Role of antibody and CD4+ T cells on the protective effect of SEV vaccination

Both the cell-mediated and humoral immune responses are important in providing protective immune responses to the host. To examine whether cell-mediated or humoral immunities are mainly involved in protective responses induced by SEV-immunization, we compared the resistance to S. aureus infection in naïve mice who received serum or CD4+ T cells isolated from the immunized mice. The protocol used for the serum transfer assay was the same as the previous protocol in a study that reported effective anti-bacterial efficacy using passive immunization by serum-transfer [14]. For CD4+ T cell transfer, naïve mice received CD4+ T cells isolated from SEV-immunized mice. The majority (70%) of the mice that received CD4+ T cells survived the lethal-dose challenge of S. aureus. None of the mice that received CD4+ T cells from sham-immunized mice survived over 48 h after the lethal-dose of S. aureus challenge (Fig 5A). These results suggested that the adoptively transferred CD4+ T cells survived in naïve mice and operated properly. Therefore, mice that received CD4+ T cells from SEV-immunized mice showed significant effective protective response against S. aureus infection compared with the mice that received CD4+ T cells from sham-immunized mice. In contrast, no protective ability were observed in both the mice that received serum from SEV-immunized and sham-immunized mice (Fig 5B). These results indicated that the efficacy of vaccination induced by SEV-immunization is mediated mainly by CD4+ T cell response, rather than B cell-mediated humoral immune response.

Fig 5

Role of antibody and T helper cells on the protective effect of SEV vaccination.

CD4+ T cells and blood sera were isolated from SEV-and sham (PBS)-immunized mice 6 days after three immunizations. Either CD4+ T cells (A) or sera (B) were applied intraperitoneally to naïve mice. After 24 h of the injection, lethal dose (4.0 × 108 CFU) of S. aureus was applied via the oropharyngeal route to the adoptive transferred mice. The survival rates were monitored every 12 h after the bacterial challenge for 3 days (n = 10, each group).

Role of TLR-mediated signaling on SEV vaccine efficacy

Both the acquired immunity and innate immunity are important in defense against bacterial infection. In innate immunity, antigen recognition is one of the main steps in the antigen-processing of presentation by antigen presenting cells, including DCs. Toll-like receptor (TLR) signaling pathways, with their down-stream signal of Myd88, are the representative signaling pathways and are divided into nine sub-types. To examine the recognition pathway of SEVs in mice, we evaluated survival rate after SEV-immunization in Myd88-/-, TLR2-/-, TLR4-/-, TLR9-/- and wild type (WT) mice after challenge with the lethal dose of S. aureus. Like WT mice, TLR4-/- and TLR9-/- mice immunized with SEVs showed 100% survival rate after the challenge. However, all of the sham-immunized and SEV-immunized Myd88-/- and TLR2-/- mice died within 48 h of the challenge (Fig 6A). These results indicate that the recognition of SEVs in the host innate immunity is dependent on the TLR2 signaling, but not on TLR4 and TLR9.

Fig 6

Role of Toll-like receptor signaling and T cell-derived cytokines on the protective effect of SEV vaccination.

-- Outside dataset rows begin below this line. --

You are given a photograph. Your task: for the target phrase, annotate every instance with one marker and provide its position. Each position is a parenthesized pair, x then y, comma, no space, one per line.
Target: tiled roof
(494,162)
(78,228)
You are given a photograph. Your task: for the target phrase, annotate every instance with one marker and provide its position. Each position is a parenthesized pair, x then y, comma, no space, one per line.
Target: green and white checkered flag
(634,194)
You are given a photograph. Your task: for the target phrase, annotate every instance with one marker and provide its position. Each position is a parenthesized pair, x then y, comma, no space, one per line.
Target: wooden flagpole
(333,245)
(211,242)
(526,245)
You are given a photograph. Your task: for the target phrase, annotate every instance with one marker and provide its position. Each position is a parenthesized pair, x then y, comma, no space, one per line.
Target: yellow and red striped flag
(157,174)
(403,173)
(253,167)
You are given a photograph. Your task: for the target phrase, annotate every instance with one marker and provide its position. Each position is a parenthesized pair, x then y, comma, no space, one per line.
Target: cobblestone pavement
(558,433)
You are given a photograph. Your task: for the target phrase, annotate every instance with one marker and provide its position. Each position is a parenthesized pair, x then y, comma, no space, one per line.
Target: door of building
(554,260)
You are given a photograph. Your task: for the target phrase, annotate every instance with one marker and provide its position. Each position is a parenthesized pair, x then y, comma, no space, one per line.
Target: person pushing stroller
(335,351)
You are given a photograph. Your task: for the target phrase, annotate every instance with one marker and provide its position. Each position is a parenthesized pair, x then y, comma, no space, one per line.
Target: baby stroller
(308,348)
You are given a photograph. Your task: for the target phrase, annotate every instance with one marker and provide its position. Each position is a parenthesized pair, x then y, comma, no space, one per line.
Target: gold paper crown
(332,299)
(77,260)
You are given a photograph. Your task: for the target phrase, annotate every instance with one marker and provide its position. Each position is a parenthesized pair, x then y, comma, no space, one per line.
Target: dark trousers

For all figures, SEVs (5 μg) and sham (PBS) were injected intramuscularly to mice at weekly intervals for 3 weeks, and then the lethal dose (4.0 × 108 CFU) of S. aureus were challenged oropharyngeally to the immunized mice one week after the last immunization. The survival was monitored every 12 h after the bacterial challenge for 3 days (n = 10 each group). (A) The survival rates of wild type (WT), MyD88-deficient, TLR2-deficient, TLR4-deficient, and TLR9-deficient (all C57BL/6 background) mice after S. aureus challenge. (B) The survival rates of WT, IFN-γ-deficient, and IL-17-deficient (all BABL/c background) mice after S. aureus challenge.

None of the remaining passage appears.